Arguably, the red-yellow-blue color map here is even a bit misleading. It shows you the full extent of color space occupied by the image, but because the red color for the very low values is dark, it makes those points on the scatterplot look important, when actually there are very few pixels of that color. matplotlib offers plenty of other color maps which illuminate the data in different ways; compare the above image to one with this one where the low end of the color map is just white.

This latter plot makes it more clear just how concentrated the pixels are around that (200,200) area and just how lacking in contrast this image really is.

Here’s a script that walks a directory and creates histograms just like this for every TIFF in the directory:

import numpy as np
import matplotlib
import matplotlib.pyplot as plt
from common import *
from matplotlib.ticker import NullFormatter
import os

def histo(root,name):
    filepath = os.path.join(root,name)
    img = getImageAsArray(filepath)
    x = img[:,:,RED].flatten()
    y = img[:,:,BLUE].flatten()
    n = np.zeros((256,256),dtype=float64)  # number of all pixels of given color
    for r in xrange(img.shape[0]):
        for c in xrange(img.shape[1]):
            n[img[r][RED]][img[r][BLUE]] += 1.0
    nullfmt   = NullFormatter()         # no labels

    # definitions for the axes
    left, bottom, width, height = 0.05, 0.05, 0.9, 0.9
    rect_scatter = [left, bottom, width, height]

    # start with a rectangular Figure
    fig = plt.figure(1, figsize=(8,8))
    axScatter = plt.axes(rect_scatter)
    # define color array and color map
    c1 = np.zeros(x.shape[0])
    for idx in xrange(c1.shape[0]):
        c1[idx] = n[x[idx]][y[idx]]
    cmap1 = matplotlib.cm.get_cmap('YlOrRd')

    axScatter.scatter(x, y, s=1, lw=0, vmin=0, vmax=c1.max(), c=c1, cmap=cmap1)

    axScatter.set_xlim( (0, 255) )
    axScatter.set_ylim( (0, 255) )

    plt.savefig(os.path.join(root,"histo_"+name))

if __name__ == "__main__":
    imgDir = "c:/cureffi/is/imgs/use/"
    for root, dirs, files in os.walk(imgDir):
        for name in files:
            if (name)[-4:] == '.tif':
                print("Processing file: "+os.path.join(root,name))
                histo(root,name)

Looking at all of these histo images together, it’s easy to see some of how the color space is different between images:

The above screenshot gives you an overview, but the most illuminating thing is to put these all in a folder, gallery or slideshow and click through them with your forward arrow to see what changes between images.

Difference in contrast. 20x 10 HE.tif, the first example above, has a lot less contrast than the others. (Plotting with the yellow-orange-red colorspace, though, shows that none of them have as much contrast as the red histos above would make you think).
Bimodality.

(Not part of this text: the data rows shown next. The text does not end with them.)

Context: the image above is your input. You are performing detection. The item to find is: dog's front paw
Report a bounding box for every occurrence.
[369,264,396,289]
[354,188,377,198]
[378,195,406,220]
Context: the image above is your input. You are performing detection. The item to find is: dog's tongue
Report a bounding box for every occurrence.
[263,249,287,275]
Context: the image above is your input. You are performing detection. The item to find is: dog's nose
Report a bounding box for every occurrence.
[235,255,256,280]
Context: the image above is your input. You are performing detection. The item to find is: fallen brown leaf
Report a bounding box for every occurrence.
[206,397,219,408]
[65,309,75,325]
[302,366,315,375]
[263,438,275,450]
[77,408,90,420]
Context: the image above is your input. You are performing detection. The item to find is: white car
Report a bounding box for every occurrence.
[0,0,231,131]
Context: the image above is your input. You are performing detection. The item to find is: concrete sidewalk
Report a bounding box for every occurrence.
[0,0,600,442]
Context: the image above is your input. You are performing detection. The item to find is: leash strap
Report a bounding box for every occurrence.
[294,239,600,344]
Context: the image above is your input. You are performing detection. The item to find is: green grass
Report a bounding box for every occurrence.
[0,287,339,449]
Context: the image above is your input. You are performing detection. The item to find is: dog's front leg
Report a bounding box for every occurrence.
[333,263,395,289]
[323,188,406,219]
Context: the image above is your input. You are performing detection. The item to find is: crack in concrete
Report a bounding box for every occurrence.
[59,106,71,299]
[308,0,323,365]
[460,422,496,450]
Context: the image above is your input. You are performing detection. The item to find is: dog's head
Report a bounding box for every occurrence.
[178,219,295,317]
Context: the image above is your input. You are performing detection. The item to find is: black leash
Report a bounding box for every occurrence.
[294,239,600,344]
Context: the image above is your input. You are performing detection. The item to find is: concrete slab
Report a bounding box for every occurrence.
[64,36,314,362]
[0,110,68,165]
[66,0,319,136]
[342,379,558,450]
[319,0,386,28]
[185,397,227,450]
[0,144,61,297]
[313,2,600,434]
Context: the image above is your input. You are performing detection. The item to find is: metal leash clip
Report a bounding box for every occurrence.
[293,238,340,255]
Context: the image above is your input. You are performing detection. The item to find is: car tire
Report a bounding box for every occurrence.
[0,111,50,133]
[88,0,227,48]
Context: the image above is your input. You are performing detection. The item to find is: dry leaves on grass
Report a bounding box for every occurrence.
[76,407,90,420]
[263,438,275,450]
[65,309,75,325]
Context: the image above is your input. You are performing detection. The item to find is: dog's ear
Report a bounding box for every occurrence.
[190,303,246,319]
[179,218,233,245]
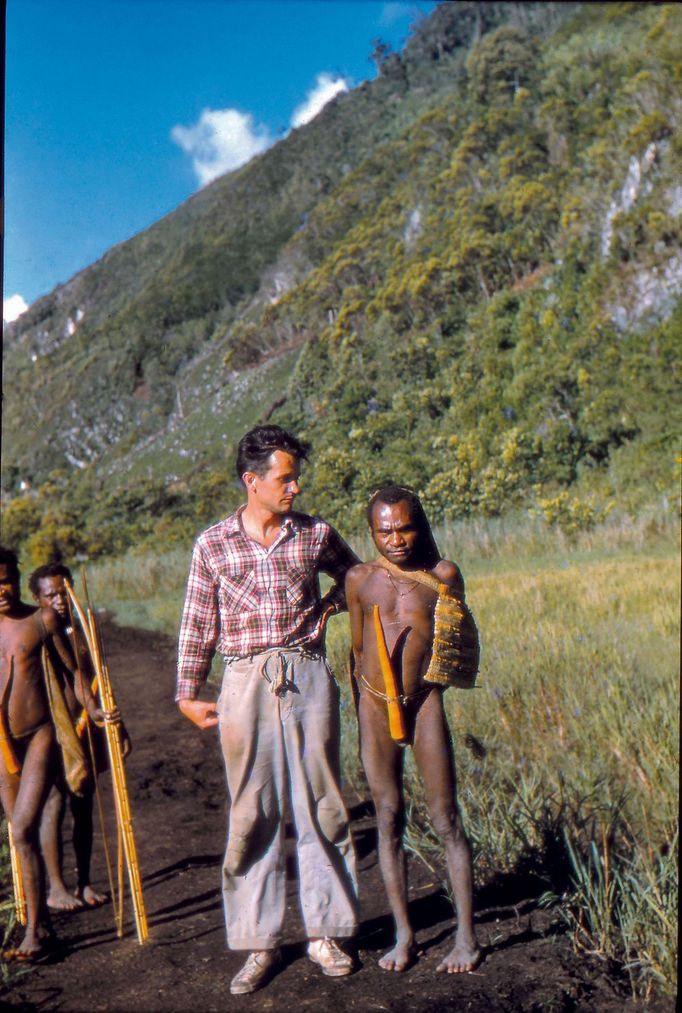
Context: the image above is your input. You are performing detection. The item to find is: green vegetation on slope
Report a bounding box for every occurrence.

In 20x 10 HE.tif, there is really only one central tendency, right around (200,200). In some of the others, particularly 40x-1 5 HE.tif, you can actually see two separate streaks of yellow in the plot.
Difference in mean. The darkest yellow or blue streak in each histogram presumably corresponds to the primarily eosin-stained ‘background’ between nuclei in each image. As you click through you can see it move up and down the y=x diagonal axis (i.e. lighter or darker background) and also hop to the left or right of that diagonal (i.e. bluer or redder background).

To be really thorough, I should also do the same sort of plots as above, with the green channel in the mix too and see if I notice anything else. Another next step may be to do this with human-drawn ground truths and see how the distribution of the nuclear pixels’ colors varies between images. It’s a bit trickier to show two datasets (nuclear and non-nuclear pixels) together– you either need to put them on the same plot which I haven’t gotten to work yet, or overlay them with transparency. But since matplotlib’s color maps are for just the RGB channels and not the alpha channel, you actually have to create your own alpha transparency map.

But at least, for today, I’ve got a bit more concrete idea of how the colors are different and what would be needed to correct for this. Plus, I’ve made a first foray into what looks to be a pretty sweet tool for visualization.